Prison in northwestern Missouri, U.S.

Maryville Treatment Center is a Missouri Department of Corrections minimum security prison for male inmates on the grounds of the former Mount Alverno motherhouse of the Sisters of St. Francis of Maryville in Polk Township, Nodaway County, just outside Maryville, Missouri.

The facility is a (custody level 2) facility with a designed capacity to house 561 offenders.

The center currently provides the 561 offenders housed there with at least six-months of treatment and behavior modification as part of the Offenders Under Treatment (OUT) Program and the Board Substance Abuse Program (BDSAP).

The Franciscan motherhouse was built in 1947 and its distinctive yellow belltower on the bluff above the One Hundred and Two River is a distinctive landmark.

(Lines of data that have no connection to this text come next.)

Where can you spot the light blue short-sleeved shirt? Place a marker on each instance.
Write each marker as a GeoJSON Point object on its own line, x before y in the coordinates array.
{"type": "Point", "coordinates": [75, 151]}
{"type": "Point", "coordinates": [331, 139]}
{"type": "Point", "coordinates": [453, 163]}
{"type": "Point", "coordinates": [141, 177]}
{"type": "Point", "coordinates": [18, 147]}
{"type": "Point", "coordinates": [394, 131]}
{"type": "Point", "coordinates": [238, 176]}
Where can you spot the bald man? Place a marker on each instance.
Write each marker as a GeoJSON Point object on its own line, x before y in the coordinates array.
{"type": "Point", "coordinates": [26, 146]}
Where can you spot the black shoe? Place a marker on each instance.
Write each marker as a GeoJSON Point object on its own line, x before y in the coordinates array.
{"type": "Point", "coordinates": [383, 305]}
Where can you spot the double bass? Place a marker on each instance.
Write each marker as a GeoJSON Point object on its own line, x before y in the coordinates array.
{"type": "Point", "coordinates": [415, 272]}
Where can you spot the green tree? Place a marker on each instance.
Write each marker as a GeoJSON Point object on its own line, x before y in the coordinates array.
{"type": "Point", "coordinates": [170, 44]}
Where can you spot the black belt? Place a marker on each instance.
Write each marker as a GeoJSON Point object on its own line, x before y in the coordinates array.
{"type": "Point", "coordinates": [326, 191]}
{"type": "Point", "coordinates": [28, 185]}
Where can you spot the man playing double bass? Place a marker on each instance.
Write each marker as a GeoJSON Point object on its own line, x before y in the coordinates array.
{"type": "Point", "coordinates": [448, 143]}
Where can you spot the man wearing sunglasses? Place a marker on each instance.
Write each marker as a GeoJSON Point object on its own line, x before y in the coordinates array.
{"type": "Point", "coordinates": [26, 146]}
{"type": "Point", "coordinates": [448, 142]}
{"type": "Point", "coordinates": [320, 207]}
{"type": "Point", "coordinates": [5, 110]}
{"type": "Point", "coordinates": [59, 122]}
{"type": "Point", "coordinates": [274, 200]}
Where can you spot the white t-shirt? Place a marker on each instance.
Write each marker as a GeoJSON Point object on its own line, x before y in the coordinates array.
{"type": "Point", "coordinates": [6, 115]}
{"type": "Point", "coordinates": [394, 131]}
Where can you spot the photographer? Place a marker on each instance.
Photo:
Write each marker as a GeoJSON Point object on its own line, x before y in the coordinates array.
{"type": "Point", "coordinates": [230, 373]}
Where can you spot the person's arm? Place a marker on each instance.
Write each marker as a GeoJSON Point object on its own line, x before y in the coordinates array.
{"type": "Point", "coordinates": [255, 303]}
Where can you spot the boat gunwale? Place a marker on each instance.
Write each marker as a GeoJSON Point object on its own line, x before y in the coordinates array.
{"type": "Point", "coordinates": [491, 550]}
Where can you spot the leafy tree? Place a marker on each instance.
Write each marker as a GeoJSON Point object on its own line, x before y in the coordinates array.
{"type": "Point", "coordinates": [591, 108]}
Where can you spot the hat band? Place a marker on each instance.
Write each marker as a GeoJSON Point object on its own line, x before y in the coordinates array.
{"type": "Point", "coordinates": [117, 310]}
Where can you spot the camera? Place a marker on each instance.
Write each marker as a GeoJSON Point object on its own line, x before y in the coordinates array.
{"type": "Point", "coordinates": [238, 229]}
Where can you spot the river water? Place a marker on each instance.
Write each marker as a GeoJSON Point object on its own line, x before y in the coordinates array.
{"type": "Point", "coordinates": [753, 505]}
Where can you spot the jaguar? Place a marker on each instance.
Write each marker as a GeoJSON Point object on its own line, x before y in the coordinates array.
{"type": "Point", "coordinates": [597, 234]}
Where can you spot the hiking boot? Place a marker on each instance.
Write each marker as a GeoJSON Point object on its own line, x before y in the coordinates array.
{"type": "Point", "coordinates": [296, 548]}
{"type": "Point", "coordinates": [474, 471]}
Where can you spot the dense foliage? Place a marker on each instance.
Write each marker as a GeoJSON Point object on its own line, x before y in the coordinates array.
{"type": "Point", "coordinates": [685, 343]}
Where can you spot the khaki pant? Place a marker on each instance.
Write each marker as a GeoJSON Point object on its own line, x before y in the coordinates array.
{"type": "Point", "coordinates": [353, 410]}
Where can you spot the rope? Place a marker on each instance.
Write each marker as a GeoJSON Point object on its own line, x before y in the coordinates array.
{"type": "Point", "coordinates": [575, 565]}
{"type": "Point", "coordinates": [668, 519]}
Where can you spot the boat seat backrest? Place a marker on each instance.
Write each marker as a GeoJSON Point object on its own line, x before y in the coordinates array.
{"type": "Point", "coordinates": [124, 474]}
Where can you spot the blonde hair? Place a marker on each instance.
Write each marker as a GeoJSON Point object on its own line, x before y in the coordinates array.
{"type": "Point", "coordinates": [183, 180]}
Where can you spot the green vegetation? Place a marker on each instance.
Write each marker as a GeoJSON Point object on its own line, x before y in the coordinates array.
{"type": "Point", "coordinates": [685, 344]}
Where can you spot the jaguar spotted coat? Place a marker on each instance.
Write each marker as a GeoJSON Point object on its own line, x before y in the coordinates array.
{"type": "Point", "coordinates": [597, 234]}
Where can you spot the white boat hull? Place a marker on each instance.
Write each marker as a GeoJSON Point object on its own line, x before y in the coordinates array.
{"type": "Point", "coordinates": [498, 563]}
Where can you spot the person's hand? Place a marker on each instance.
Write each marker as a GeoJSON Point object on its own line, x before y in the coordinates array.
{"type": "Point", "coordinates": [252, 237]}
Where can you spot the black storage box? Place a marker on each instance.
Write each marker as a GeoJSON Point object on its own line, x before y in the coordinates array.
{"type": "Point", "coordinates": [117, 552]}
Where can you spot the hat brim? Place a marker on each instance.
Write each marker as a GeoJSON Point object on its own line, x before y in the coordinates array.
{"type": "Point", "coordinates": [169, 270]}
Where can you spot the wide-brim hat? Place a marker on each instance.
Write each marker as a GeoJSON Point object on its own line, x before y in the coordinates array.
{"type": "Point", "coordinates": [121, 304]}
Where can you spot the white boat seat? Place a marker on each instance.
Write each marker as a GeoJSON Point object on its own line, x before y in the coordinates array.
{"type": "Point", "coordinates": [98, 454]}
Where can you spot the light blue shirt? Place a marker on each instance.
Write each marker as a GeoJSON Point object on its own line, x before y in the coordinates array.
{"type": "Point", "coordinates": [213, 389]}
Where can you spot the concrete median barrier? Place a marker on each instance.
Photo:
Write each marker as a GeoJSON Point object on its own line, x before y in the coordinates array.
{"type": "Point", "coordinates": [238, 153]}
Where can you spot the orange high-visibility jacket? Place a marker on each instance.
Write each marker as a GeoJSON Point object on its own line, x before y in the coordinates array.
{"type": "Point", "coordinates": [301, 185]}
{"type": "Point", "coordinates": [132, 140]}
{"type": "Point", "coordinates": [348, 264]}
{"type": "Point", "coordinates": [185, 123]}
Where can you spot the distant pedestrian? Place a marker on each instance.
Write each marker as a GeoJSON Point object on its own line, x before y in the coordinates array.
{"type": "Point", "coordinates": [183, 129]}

The Sisters founded and operated Maryville's St. Francis Hospital. In 1963 they opened the Mount Alverno High School for Girls next to the motherhouse. The school closed in 1971. In 1985 the order abandoned the motherhouse and school when they merged with Sisters of St. Mary to form the Franciscan Sisters of Mary with the headquarters in St. Louis, Missouri.

In June 1995 Missouri leased the 44 acre and the DOC "treatment" began operations on December 3, 1996.

==History==
===Prison===
In July 1995, Western Missouri Correctional Center associate superintendent William D. Burgess was appointed superintendent of the Maryville Treatment Center. The 525-bed site was due to open later that year as a minimum security prison for nonviolent offenders with substance abuse problems.